Monsieur le président, tous les débats ne se sont pas déroulés ainsi. Au demeurant, ma remarque, que j’ai formulée très respectueusement et à titre amical, n’était en aucun cas une remontrance envers qui que ce soit ; j’ai beaucoup trop de respect pour le Parlement pour qu’il puisse en être autrement.
Simplement, je me permets de faire une suggestion : dans un débat de ce type, le Gouvernement devrait pouvoir exposer sa position avant que nous ayons, ensuite, le temps d’engager un vrai débat. Je vais m’efforcer de faire les deux à la fois, et je prie à l’avance les orateurs de me pardonner si je ne fais pas justice à tous leurs arguments.
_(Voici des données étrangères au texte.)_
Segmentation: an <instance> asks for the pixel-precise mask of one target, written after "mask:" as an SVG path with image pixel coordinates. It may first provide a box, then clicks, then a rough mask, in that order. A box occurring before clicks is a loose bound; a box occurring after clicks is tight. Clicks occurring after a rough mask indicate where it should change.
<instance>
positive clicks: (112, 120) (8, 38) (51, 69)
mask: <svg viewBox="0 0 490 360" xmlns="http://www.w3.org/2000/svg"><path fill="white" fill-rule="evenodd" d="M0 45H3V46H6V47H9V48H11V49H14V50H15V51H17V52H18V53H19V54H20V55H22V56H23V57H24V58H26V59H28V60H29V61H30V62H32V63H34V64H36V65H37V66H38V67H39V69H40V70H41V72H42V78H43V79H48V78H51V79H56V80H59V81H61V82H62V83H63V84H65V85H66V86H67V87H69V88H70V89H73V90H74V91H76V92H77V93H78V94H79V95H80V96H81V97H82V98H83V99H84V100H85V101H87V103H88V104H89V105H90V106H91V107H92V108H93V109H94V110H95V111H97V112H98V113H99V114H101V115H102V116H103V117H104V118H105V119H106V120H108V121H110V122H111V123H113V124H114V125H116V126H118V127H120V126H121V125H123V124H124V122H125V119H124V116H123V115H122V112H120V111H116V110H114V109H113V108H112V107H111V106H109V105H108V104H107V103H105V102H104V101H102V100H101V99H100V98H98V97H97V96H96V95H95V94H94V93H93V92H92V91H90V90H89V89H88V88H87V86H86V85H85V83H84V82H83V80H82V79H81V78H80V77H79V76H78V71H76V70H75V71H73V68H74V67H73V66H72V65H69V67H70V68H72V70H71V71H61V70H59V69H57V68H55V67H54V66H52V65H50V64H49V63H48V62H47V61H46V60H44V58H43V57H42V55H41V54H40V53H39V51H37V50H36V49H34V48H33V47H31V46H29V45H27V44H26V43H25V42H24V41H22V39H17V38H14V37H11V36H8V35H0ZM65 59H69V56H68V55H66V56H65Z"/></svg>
Le Conseil européen, qui débutera jeudi prochain, aura, comme vous le savez, un agenda particulièrement chargé. Il sera, si j’ose dire, sous les feux des projecteurs ! À quelques jours du prochain sommet du G20 à Toronto, nos partenaires internationaux, seront en effet très attentifs à ses conclusions. Ce que nous appelons pudiquement les marchés, c’est-à-dire à la fois ceux qui spéculent et ceux qui prêtent aux États, les fonds de pensions en particulier, auront également les yeux braqués sur nous.
Après tous les événements que nous avons vécus depuis six mois et dans le prolongement de l’accord franco-allemand qui est intervenu hier soir, je veux croire que ce Conseil marquera un vrai retour de l’Europe, à la fois en termes de stabilité pour la zone euro, d’adoption de quelques lignes fortes, nécessaires à la croissance et à la sortie de crise et, surtout, en termes de promotion d’un certain nombre d’idées maîtresses en vue de la réorganisation du système financier mondial.
Vous savez qu’un plan d’ampleur historique a été adopté il y a un mois afin de sauver la zone euro. Ce dont il a été question hier, et dont il sera question jeudi et vendredi, c’est de compléter ce plan par une série de règles – vous en avez tous beaucoup parlé –, pour essayer de mieux organiser la zone euro à la lumière de la crise économique et financière actuelle.
Le Conseil abordera également la question du climat. J’évoquerai brièvement ce que nous appelons le mécanisme d’inclusion carbone, autrement dit « la taxe carbone aux frontières ».
Il sera aussi question de l’Islande et des événements en Iran, après l’adoption de la résolution du Conseil de sécurité des Nations unies.
Le Conseil traitera également de la perspective d’entrée dans la zone euro de l’Estonie au 1er janvier 2011.
Enfin, il devrait adopter la décision convoquant une conférence intergouvernementale, en vue de permettre la désignation au Parlement européen de dix-huit membres supplémentaires jusqu’au terme de la mandature 2009-2014, dont deux pour la France.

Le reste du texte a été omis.